Il faut, grâce à la raison, prendre conscience du fonctionnement du monde et de la nature pour comprendre que tout y poursuit une forme de bien et, par ailleurs, la seule forme de bien possible puisque la nature étant ce qui est, si ce qui est n'est pas bon, alors le bien ne peut pas être. Pour le dire autrement, ce n'est pas à l'homme de dire ce qui est bien : il n'y a que ce qui est. Il n'y a pas de transcendance possible ; s'il y a un principe spirituel, il agit dans la matière et n'en est pas séparé. Il n'y a rien pour altérer ou transfigurer le monde matériel tel qu'il est : de telles croyances ne correspondent qu'à des fantasmes d'êtres humains, donc à des illusions qui mènent nulle part et sont d'aucune utilité pour mener la vie bonne d'un simple citoyen dévolu à sa cité. On ne peut pas non plus désirer figer les choses dans une réalité éternelle car, dans la nature, tout change, mais tout change pour ne jamais changer puisque rien de réellement nouveau ne se passe jamais dans la nature.
De plus, comme tout dans le monde est uni dans des rapports d'interdépendance, alors ce qui est un bien pour le monde est un bien pour la société et ce qui est un bien pour la société est un bien pour l'individu. Les écologistes (les promoteurs de l'écologie politique) ont malheureusement rarement de jugeote mais quand ils en ont, ils formulent souvent des postulats de ce type, qui permettent de remettre en cause radicalement le capitalisme en tant que processus d'illimitation des désirs égoïstes. Il faut en conclure que l'individu doit être capable de limiter ses propres désirs pour le bien de tous et que la société doit pouvoir limiter ses désirs pour le bien de la nature. Or, le bien de la nature est aussi le bien de la société et le bien de tous est le bien des individus.

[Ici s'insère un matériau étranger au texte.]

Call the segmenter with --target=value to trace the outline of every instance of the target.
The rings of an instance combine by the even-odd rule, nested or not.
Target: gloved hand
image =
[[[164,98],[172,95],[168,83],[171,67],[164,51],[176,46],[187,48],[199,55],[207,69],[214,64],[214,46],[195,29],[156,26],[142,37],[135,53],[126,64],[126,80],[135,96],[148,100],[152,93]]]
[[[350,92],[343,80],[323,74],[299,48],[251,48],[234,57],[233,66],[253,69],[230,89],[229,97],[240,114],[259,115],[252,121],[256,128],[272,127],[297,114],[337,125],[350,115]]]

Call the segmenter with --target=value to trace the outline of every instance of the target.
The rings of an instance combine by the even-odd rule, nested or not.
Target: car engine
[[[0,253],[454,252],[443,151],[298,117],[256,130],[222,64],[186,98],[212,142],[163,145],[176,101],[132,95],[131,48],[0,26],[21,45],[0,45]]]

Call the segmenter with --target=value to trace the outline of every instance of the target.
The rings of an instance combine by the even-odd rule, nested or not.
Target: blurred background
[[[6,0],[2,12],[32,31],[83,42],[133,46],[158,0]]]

Mais le stoïcisme n'est pas qu'une pensée du monde et de l'homme. C'est aussi une sagesse pour soi, une praxis.
Si la nature est un tout contraignant, alors la vie humaine est elle-même limitée par des contraintes. L'homme est limité dans les choix qu'il peut faire : beaucoup de choses lui échappent. Il ne décide pas ce qu'est la nature et il ne peut pas faire de la nature autre chose que ce qu'elle est. En conséquence, il ne peut pas décider son destin. Deux options s'ouvrent alors à lui : soit il se rebelle contre la fatalité et il n'en subira que malheurs et frustrations puisque la nature ne peut pas être ce qu'elle n'est pas, soit il accepte son destin et, même, le désire, le recherche. Cette attitude, c'est l'amor fati, l'amour du destin. Une notion que l'on retrouve chez Homère et, développée à l'extrême, dans la foisonnante littérature islandaise du XIIIe siècle, c'est-à-dire dans les sagas. Pour les Islandais d'alors, aimer son destin c'est simplement aimer ce qu'on est. Accepter et embrasser son destin, c'est ce qui est héroïque et s'y dérober, c'est une forme de lâcheté particulièrement honteuse.
Mais loin des rochers, des glaces et de la nuit des Islandais, les stoïciens de la chaleureuse et civilisée Méditerranée y mettaient moins de tourmente et de fracas. Il s'agissait surtout, pour eux, de savoir vivre une vie bonne et simple. De pratiquer une forme d’ascèse, de simplicité de la vie, mais une vie qui reste en bonne entente avec la société. Le sage stoïcien ne cherche pas à s'isoler du monde, au contraire. L'homme doit vivre avec les autres et la poursuite de la sagesse ne doit jamais l'éloigner de ses fonctions, de son rang, de son utilité sociale.
Marc Aurèle devait en être plus conscient qu'un autre, lui qui était empereur de Rome. C'est peut-être la raison pour laquelle des quelques philosophes stoïciens dont les écrits nous sont parvenus, c'est celui qui a, à ma connaissance et à mon avis, le plus insisté sur cette vision du cosmos en tant qu'un tout harmonieux. La lecture de ses Pensées pour moi-même a pour cette raison quelque chose de touchant, tout le monde s'accorde pour le dire. Ce sont les propres carnets personnels de l'empereur, où il rédige ses réflexions dans l'intimité des rares instants de solitude que lui autorise son rang. Il s'y dessine une forme d'humanisme tolérant animé par une grande humilité. La pensée stoïcienne y est non seulement une sagesse pour soi-même mais aussi une sagesse pour le bien commun, les deux étant intimement liés. Rien à voir, donc, avec la réinterprétation individualiste qu'en font les coachs en développement personnel.
Bien sûr, dans le détail, on peut adresser à la pensée stoïcienne un certain nombre de critiques. Mais les stoïciens eux-mêmes mettaient en garde contre l'excès de science et de philosophie (d'intellectualisme pourrait-on dire) et ne cherchaient pas à produire une Vérité à la façon des platoniciens ou des chrétiens. Pour rester, donc, dans le plus simple et le plus pratique, je dirais que la principale limite du stoïcisme, c'est de prôner une rationalité du comportement qui peut risquer de contraindre excessivement les désirs, les sentiments, les émotions, au risque d'amoindrir la qualité sensuelle et sensorielle de la vie humaine. Une forme d'ascèse qui peut devenir excessive et à laquelle a beaucoup puisé le monachisme médiéval. La condamnation de l'homosexualité (voire de la sexualité tout court), déraisonnable car inutile, vient d'ailleurs de là plus que du christianisme.
Enfin, il y aurait beaucoup à dire encore sur la pensée de Marc Aurèle et, notamment, sur ce qui concerne l'art de mener une vie bonne en accord avec la sagesse, sur un plan plus individuel. Mais je crois qu'on perd la profondeur de cette sagesse, et ce qu'elle a de plus ressourçant pour les hommes de notre époque, si on l'isole de la vision du monde et de l'homme qu'elle porte.